Vedere questi reperti archeologici di tale importanza e bellezza ridotti in questo stato di abbandono, mi ha messo una profonda tristezza.
Da archeologa avrei voluto munirmi di scopa, decespugliatore e trowel e ridare dignità al sito, ma purtroppo ci sono leggi che vietano questi interventi senza le giuste autorizzazioni, quindi mi sono limitata a fotografare e rattristarmi per tanta trascuratezza e per l’inciviltà umana.
Dovremmo avere più rispetto per i nostri antenati, per le costruzioni architettoniche che ci hanno lasciato e per la loro storia.
I racconti del passato sono fonte inesauribile di sapienza dove poter dissetare la nostra sete di conoscenza.
L’unico modo per migliorarsi è fare tesoro delle esperienze dei nostri avi per evitare di ripetere gli stessi errori nel futuro.
Questi valori vanno tramandati ai nostri figli, nipoti e a tutte le generazioni future, soprattutto va tramandato IL RISPETTO.
Rispetto per la natura (evitare di gettare neanche un fazzolettino di carta o una bottiglia di plastica a terra nel verde); rispetto per le costruzioni antiche, che hanno tanto da insegnarci e raccontare; rispetto per noi stessi e per gli altri.

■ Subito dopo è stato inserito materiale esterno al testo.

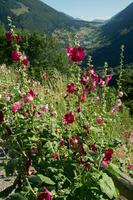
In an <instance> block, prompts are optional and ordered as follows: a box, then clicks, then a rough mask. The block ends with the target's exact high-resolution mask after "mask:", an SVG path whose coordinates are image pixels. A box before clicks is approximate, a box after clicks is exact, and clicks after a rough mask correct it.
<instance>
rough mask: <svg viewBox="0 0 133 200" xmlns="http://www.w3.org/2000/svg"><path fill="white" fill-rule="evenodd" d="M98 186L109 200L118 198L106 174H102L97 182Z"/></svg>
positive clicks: (115, 189)
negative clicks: (114, 197) (100, 176)
mask: <svg viewBox="0 0 133 200" xmlns="http://www.w3.org/2000/svg"><path fill="white" fill-rule="evenodd" d="M99 185H100V188H101V190H102V192H103V193H104V194H106V195H107V196H108V197H109V198H110V199H113V198H114V197H115V198H116V197H117V196H118V194H117V191H116V188H115V185H114V183H113V181H112V179H111V178H110V177H109V176H108V175H107V174H106V173H103V174H102V178H101V179H100V180H99Z"/></svg>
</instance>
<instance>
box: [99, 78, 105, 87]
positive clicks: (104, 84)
mask: <svg viewBox="0 0 133 200" xmlns="http://www.w3.org/2000/svg"><path fill="white" fill-rule="evenodd" d="M99 84H100V86H101V87H103V86H104V85H105V81H104V79H103V77H101V78H100V82H99Z"/></svg>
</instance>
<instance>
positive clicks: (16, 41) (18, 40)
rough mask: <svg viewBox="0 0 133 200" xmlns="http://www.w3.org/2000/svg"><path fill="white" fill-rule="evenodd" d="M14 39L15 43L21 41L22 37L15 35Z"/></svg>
mask: <svg viewBox="0 0 133 200" xmlns="http://www.w3.org/2000/svg"><path fill="white" fill-rule="evenodd" d="M14 39H15V40H16V42H17V43H19V42H21V40H22V37H21V36H20V35H15V36H14Z"/></svg>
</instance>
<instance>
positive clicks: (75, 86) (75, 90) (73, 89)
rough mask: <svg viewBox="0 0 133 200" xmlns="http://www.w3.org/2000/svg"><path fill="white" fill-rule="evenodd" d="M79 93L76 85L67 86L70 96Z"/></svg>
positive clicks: (69, 85)
mask: <svg viewBox="0 0 133 200" xmlns="http://www.w3.org/2000/svg"><path fill="white" fill-rule="evenodd" d="M76 91H77V88H76V85H75V84H74V83H69V84H68V85H67V92H68V93H70V94H74V93H75V92H76Z"/></svg>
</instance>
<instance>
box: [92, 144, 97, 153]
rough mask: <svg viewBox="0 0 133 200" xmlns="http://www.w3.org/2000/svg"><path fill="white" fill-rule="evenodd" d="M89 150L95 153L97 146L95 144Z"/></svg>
mask: <svg viewBox="0 0 133 200" xmlns="http://www.w3.org/2000/svg"><path fill="white" fill-rule="evenodd" d="M91 150H92V151H93V152H96V151H97V146H96V144H93V145H92V146H91Z"/></svg>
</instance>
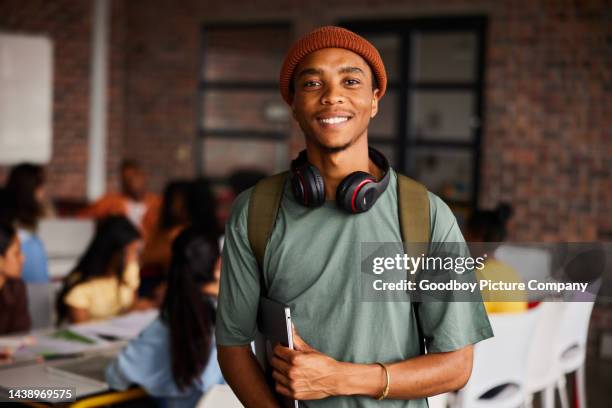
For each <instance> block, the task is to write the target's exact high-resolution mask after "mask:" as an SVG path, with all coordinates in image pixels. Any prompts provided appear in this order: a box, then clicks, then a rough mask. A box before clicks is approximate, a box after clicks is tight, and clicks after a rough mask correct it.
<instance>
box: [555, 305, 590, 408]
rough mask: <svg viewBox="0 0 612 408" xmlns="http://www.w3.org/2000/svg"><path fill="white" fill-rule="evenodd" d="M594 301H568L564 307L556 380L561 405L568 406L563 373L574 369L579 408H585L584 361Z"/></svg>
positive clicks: (565, 374)
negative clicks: (575, 376) (560, 366)
mask: <svg viewBox="0 0 612 408" xmlns="http://www.w3.org/2000/svg"><path fill="white" fill-rule="evenodd" d="M593 304H594V302H570V303H567V305H566V307H565V312H564V313H563V318H562V320H561V328H560V330H559V359H560V365H561V370H562V373H561V375H560V376H559V379H558V381H557V387H558V388H559V395H560V396H561V406H562V407H563V408H569V401H568V397H567V388H566V380H565V375H566V374H569V373H572V372H574V371H576V385H577V387H576V392H577V395H578V402H579V406H580V408H586V406H587V405H586V383H585V372H584V371H585V370H584V362H585V359H586V346H587V336H588V334H589V322H590V320H591V312H592V311H593Z"/></svg>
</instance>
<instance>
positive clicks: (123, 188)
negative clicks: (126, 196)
mask: <svg viewBox="0 0 612 408" xmlns="http://www.w3.org/2000/svg"><path fill="white" fill-rule="evenodd" d="M121 186H122V189H123V193H124V194H126V195H127V196H129V197H130V198H132V199H135V200H139V199H141V198H142V196H143V195H144V193H145V180H144V174H143V173H142V170H141V169H139V168H135V167H127V168H125V169H123V172H122V173H121Z"/></svg>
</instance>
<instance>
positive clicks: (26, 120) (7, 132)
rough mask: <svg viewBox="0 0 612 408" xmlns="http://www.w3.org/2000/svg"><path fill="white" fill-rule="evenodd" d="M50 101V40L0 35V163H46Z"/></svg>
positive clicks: (50, 75)
mask: <svg viewBox="0 0 612 408" xmlns="http://www.w3.org/2000/svg"><path fill="white" fill-rule="evenodd" d="M52 98H53V48H52V42H51V40H50V39H49V38H48V37H44V36H31V35H19V34H6V33H0V164H8V165H11V164H16V163H19V162H24V161H27V162H33V163H39V164H45V163H48V162H49V160H50V159H51V154H52V140H53V139H52V131H53V129H52V103H53V100H52Z"/></svg>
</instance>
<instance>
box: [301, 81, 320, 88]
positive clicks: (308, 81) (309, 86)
mask: <svg viewBox="0 0 612 408" xmlns="http://www.w3.org/2000/svg"><path fill="white" fill-rule="evenodd" d="M317 85H319V82H318V81H306V82H305V83H304V86H305V87H307V88H312V87H313V86H317Z"/></svg>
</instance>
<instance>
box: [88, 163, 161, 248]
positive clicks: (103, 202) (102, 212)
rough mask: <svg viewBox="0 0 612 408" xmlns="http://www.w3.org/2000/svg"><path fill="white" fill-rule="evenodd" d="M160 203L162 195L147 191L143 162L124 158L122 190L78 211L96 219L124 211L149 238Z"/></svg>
mask: <svg viewBox="0 0 612 408" xmlns="http://www.w3.org/2000/svg"><path fill="white" fill-rule="evenodd" d="M160 205H161V200H160V199H159V197H158V196H157V195H156V194H153V193H150V192H147V191H146V179H145V174H144V172H143V170H142V167H141V166H140V164H139V163H138V162H135V161H132V160H125V161H123V162H122V163H121V191H120V192H117V193H108V194H106V195H105V196H103V197H102V198H100V199H98V200H97V201H96V202H95V203H93V204H91V205H90V206H89V207H88V208H86V209H84V210H82V211H81V212H79V214H78V215H79V216H81V217H92V218H96V219H102V218H106V217H109V216H111V215H123V216H125V217H127V218H128V219H129V220H130V221H131V222H132V223H133V224H134V225H135V226H136V227H137V228H138V229H139V230H140V232H141V233H142V236H143V238H144V240H145V241H146V240H147V239H148V237H149V236H150V235H151V234H152V233H153V229H154V228H155V225H156V223H157V219H158V214H159V207H160Z"/></svg>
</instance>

Come abitanti di questo pianeta, è un nostro dovere non distruggerlo ma prendercene cura e tutelare fauna e flora.
Possibile che sia così difficile per noi? È la nostra casa, la nostra terra.
È inutile cercare di raggiungere e occupare altri pianeti se non riusciamo neanche a prenderci cura del nostro.
La Natura ha tanto da offrirci in cambio chiede solo di esser rispettata.
Spero che le istituzioni prendano rapidi provvedimenti e tutelino questi importanti resti archeologici che hanno ancora tanto da raccontare.
Non è il mondo che deve cambiare, ma il nostro approccio verso il mondo dando il buon esempio, con piccoli grandi gesti che nel quotidiano fanno la differenza.
Impegniamoci tutti nel meritare il nostro posto in questo pianeta; educhiamo le generazioni future all’amore e rispetto verso il prossimo ma anche verso la fauna e flora.
Solo con l’impegno di tutti le cose possono cambiare e solo cosi potremmo esser fieri di appartenere alla razza umana, amando e proteggendo la nostra terra.